Effectiveness of Advanced Practice Nurse-Led Telehealth on Readmissions (ALTRA)

August 3, 2017 updated by: Karen Koh, National University Heart Centre, Singapore

Effectiveness of Advanced Practice Nurse-Led Telehealth on Readmissions and Health Related Outcomes Amongst Patients Post Acute Myocardial Infarction: ALTRA Study

Aim. To develop and examine the effectiveness of an APN-led telehealth rehabilitative programme as a transitional nursing therapeutic on readmission rates and health related outcomes amongst patients with Acute Myocardial Infarction (AMI) post discharge.

Design. Randomized controlled trial with repeated measures.

Methodology. A consecutive sampling of 172 patients with AMI will be recruited from a tertiary hospital in Singapore. Participants will be randomised into two groups. The experimental group (ALTRA) will receive APN-led telehealth rehabilitative programme upon discharge in addition to standard care. The control group will receive only standard follow-up care.

Study Overview

Status

Unknown

Intervention / Treatment

Detailed Description

Ischaemic heart disease is the third leading cause both for death and illness for hospitalisation in Singapore. Epidemiological data shows that the incidence of acute myocardial infarction (AMI) stands around 7000 plus in Singapore. In United States, nearly 20% of patients with AMI are readmitted within 30 days of discharge causing the healthcare system a huge financial burden. These readmissions have been shown to be associated with lower patient satisfaction and less inefficient healthcare.

Cardiac rehabilitation has been proven to be an effective strategy in improving quality of life and reducing readmission.

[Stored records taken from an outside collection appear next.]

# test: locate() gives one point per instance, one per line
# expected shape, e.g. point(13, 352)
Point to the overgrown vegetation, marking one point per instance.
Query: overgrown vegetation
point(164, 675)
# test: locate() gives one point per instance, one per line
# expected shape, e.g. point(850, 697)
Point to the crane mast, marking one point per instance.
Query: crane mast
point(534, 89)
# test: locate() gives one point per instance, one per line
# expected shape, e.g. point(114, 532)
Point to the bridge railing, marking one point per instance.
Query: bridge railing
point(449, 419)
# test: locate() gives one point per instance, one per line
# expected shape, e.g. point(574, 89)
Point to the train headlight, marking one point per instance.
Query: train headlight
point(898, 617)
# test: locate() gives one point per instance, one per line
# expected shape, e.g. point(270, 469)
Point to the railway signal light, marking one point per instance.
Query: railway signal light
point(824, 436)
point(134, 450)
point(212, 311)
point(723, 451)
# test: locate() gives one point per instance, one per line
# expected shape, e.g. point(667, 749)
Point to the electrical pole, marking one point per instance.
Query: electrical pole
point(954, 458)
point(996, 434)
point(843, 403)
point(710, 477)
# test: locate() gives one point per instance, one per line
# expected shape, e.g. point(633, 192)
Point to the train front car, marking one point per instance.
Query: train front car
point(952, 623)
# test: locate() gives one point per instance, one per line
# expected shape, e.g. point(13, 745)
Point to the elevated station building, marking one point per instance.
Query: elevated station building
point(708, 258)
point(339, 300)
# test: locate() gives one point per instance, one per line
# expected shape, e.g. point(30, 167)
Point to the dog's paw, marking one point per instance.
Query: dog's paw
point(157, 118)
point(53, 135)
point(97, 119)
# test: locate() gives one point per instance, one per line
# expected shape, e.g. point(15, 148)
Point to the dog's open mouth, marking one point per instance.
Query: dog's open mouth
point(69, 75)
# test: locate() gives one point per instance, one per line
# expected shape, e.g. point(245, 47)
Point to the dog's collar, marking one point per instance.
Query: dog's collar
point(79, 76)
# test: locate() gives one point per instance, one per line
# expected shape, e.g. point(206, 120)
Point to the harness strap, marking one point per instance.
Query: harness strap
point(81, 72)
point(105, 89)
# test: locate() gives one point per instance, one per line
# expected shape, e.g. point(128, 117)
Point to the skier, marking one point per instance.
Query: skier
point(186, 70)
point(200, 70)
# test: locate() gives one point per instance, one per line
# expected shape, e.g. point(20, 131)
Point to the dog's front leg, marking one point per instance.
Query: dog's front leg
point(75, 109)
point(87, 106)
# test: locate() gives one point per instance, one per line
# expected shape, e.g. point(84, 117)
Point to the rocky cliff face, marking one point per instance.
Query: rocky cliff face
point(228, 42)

However, this structured programme which comprise of clinical review, education and exercise, has poor uptake rate for varied reasons. It is important that newer strategies are being explored and developed to cater to the changing needs of the patient population. One of which is to utilize telemedicine with combination of Advanced Practice Nurse delivering the care remotely.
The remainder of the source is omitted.